The main ways that many newspapers publicize what’s in the paper each day and what big stories are coming in the days ahead are all within the newspaper itself – house ads, teasers, promos. In other words, the newspaper targets people who already are looking at the newspaper. People who do not see the newspaper, no matter the reason, will never see those efforts. This would be like a TV station running its ads and promos for its news show only during the news show.

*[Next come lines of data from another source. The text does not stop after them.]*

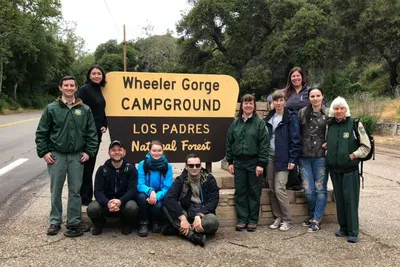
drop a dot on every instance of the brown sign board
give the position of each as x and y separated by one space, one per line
188 113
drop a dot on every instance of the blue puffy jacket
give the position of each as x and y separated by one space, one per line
154 181
287 139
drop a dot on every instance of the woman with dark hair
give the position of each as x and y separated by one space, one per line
247 145
296 90
91 95
154 181
312 161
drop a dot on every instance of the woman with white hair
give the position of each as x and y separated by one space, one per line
344 152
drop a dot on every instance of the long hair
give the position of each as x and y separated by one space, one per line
309 109
103 80
339 102
247 98
289 89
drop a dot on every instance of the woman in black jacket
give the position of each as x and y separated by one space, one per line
91 95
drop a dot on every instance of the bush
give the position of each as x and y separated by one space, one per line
370 123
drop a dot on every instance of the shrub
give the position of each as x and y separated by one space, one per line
370 123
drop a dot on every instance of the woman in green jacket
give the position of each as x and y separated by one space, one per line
247 145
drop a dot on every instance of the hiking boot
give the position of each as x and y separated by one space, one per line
53 229
97 230
156 227
169 230
276 224
285 226
341 233
73 231
251 227
198 239
143 231
240 227
352 239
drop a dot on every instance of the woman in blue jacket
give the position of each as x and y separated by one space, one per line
285 147
154 180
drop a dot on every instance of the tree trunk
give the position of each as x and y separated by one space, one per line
15 90
1 73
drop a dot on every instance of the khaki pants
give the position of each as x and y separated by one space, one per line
277 184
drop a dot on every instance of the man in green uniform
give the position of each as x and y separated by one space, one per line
247 144
344 152
66 137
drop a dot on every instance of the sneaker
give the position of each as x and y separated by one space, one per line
276 224
341 233
53 229
314 227
352 239
97 230
240 227
198 239
143 231
285 226
307 223
251 227
73 232
169 230
126 229
156 227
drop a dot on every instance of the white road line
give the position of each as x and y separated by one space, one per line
12 165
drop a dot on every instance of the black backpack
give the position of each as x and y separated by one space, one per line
371 153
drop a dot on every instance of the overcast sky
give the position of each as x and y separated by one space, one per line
95 24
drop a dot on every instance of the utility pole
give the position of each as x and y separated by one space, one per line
124 49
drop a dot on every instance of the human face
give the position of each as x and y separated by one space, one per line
340 112
248 108
68 89
156 152
116 153
316 98
296 79
279 104
195 170
96 76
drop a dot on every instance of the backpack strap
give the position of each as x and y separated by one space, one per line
360 170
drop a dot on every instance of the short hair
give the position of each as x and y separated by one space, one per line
155 142
247 98
190 156
278 94
339 102
103 80
66 78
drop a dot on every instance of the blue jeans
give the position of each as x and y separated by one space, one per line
315 179
149 212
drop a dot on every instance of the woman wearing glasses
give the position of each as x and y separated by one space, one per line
154 180
247 144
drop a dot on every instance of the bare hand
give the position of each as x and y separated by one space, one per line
152 200
184 227
259 170
291 166
231 169
49 158
85 157
197 224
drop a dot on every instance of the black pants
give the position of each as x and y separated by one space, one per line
87 179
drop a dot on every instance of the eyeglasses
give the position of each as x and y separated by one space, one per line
193 165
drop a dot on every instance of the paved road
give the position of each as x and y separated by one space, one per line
17 146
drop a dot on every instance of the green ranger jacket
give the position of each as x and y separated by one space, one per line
248 139
66 130
341 142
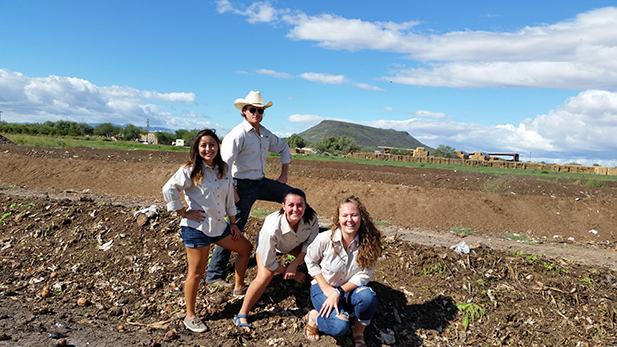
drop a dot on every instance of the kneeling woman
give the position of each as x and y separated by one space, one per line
341 262
289 230
209 194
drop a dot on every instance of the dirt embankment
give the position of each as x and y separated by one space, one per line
70 228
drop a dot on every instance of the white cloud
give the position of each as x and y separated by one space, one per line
307 119
558 75
582 127
257 12
53 98
273 73
429 114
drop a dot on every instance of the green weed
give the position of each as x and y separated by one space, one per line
532 258
587 281
519 238
470 311
5 216
466 231
438 268
594 182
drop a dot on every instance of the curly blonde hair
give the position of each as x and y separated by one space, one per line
369 249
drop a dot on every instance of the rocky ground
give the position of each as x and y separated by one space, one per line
77 264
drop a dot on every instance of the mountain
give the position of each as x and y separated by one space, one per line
363 135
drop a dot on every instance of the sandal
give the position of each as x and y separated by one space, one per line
240 324
311 332
359 341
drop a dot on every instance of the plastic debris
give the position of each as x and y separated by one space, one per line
106 246
150 211
461 248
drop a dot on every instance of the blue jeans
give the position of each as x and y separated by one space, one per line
362 300
249 191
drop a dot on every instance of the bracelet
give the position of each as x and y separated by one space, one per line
341 292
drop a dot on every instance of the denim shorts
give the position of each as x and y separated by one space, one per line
194 238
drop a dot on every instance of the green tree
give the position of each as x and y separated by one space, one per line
130 132
340 145
107 130
444 152
165 138
295 141
400 151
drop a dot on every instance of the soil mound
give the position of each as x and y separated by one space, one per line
85 270
5 141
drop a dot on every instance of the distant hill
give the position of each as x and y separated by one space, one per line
363 135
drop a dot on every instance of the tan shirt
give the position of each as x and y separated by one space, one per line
246 152
336 268
212 195
276 235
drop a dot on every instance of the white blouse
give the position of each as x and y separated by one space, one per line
212 195
338 267
276 235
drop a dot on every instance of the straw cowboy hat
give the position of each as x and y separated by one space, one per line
253 99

An editor told me just last year that no one had yet explained to him what the newspaper gained from being active on Facebook and Twitter. He felt that being active made those social media platforms better and built their customer base but did nothing for the newspaper other than siphon off staff time that perhaps would be better spent improving the paper. I tried to connect these dots at that time, but I don’t think I did it well. This might be clearer: There are many people in your community who do not subscribe, but almost all of them might be interested in some specific thing the newspaper does and would come for it – if only they knew it existed. Because of the growing reach of social media, you stand a chance of reaching those people – if only you are active and engaged, which teaches you how to tailor your posts and what people are likely to share.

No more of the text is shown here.